LIVERMORE — RSU 36 directors voted unanimously Monday to close the middle school.

The decision could be finalized with Livermore and Livermore Falls voters giving their approval, possibly on May 10. That was the date outlined last month when Superintendent Sue Pratt discussed the matter with the board.

If voters in both towns vote to close the school effective June 30, then sixth-, seventh- and eighth-graders will go to Jay Middle School. RSU 36 directors would then decide what to do with the building with one option being giving it back to Livermore Falls.

The action came after several people commented or asked questions.

Resident Katrina Roy of Livermore Falls said she would hope if the school is closed that it could be used for a recreation center to give children something to do and hopefully reduce crime.

Roy also said she had heard that there was a grant the district was to receive to build a new high school.

If that was the case, why couldn’t a new school be built for the middle and high school students? Roy asked.

“It is a rumor; it’s not true,” Chairman Ashley O’Brien said.

Using the building for a rec center clearly would be a town decision, Pratt said.

She also confirmed there was no building project grant.

Any of the grants the district has are for academic purposes and not for facilities, she said.

The Livermore Falls Middle School is not condemned but it does not meet current codes and does not meet the Americans with Disabilities Act in some areas, Pratt said.

It needs upgrading that will cost millions, she said.

Vice Chairwoman Denise Rodzen of Livermore Falls said the Jay school is newer and is a state-of-the-art facility.

The operation cost of the Livermore Falls school is about $400,000 annually, Pratt said. The elevator at the school will not meet inspection next year and it will take about $84,000 for it to do so, she said.

The building uses about 18,000 gallons a fuel a year.

It’s an old building that is costing a lot to keep open, Pratt said.

If Livermore and Livermore Falls students go to the middle school, Jay would move its fourth- and fifth-graders back to the Jay Elementary School.

Both elementary schools are to stay the same.

Livermore Falls Middle School Principal Bob Kahler said he had been to the Jay school prior to the vote and that school has much more space.

Right now in this building, if a teacher needs to give a student one-on-one attention, then they end up meeting in what amounts to a closet, Rodzen said.

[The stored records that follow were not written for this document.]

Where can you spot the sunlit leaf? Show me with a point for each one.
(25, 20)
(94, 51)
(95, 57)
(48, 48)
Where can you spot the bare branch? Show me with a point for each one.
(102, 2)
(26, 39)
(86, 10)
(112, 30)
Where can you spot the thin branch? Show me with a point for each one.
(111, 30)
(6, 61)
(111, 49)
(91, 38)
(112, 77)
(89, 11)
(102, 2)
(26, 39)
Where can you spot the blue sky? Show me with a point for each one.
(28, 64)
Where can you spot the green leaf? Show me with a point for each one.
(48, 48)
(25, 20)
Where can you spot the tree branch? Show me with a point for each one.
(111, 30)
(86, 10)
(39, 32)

Resident Rose Darling asked if her daughter went to eighth grade in Jay, would she come back and go to ninth grade in Livermore Falls.

That would be a new board’s decision, Pratt said.

The Jay High School does not have enough room for all of Livermore Falls High School’s students, she said. An addition would be needed to accommodate them.

Suggestions were made to make Livermore Falls High School a middle school for both systems and use the Jay middle and high schools as a high school. In the past, it was suggested to keep both high schools and have them concentrate on different courses.

The focus this year is on the middle school, Pratt said.

This board and the Jay board cannot make a decision to encumber a new consolidated board, Rodzen said.

Directors were asked if they had children in the middle school, would they close the Livermore Falls school and send them to the Jay school.

Directors O’Brien, Rodzen and Ann Souther all said they would have no problem sending children or grandchildren to the Jay school.

Resident Julia Parker of Livermore, who is a Jay High School secretary, said her son Holden, now a senior, has received a tremendous education in RSU 36.

If she votes to close the middle school, she said, she is not selling the staff short, she’s selling the building short.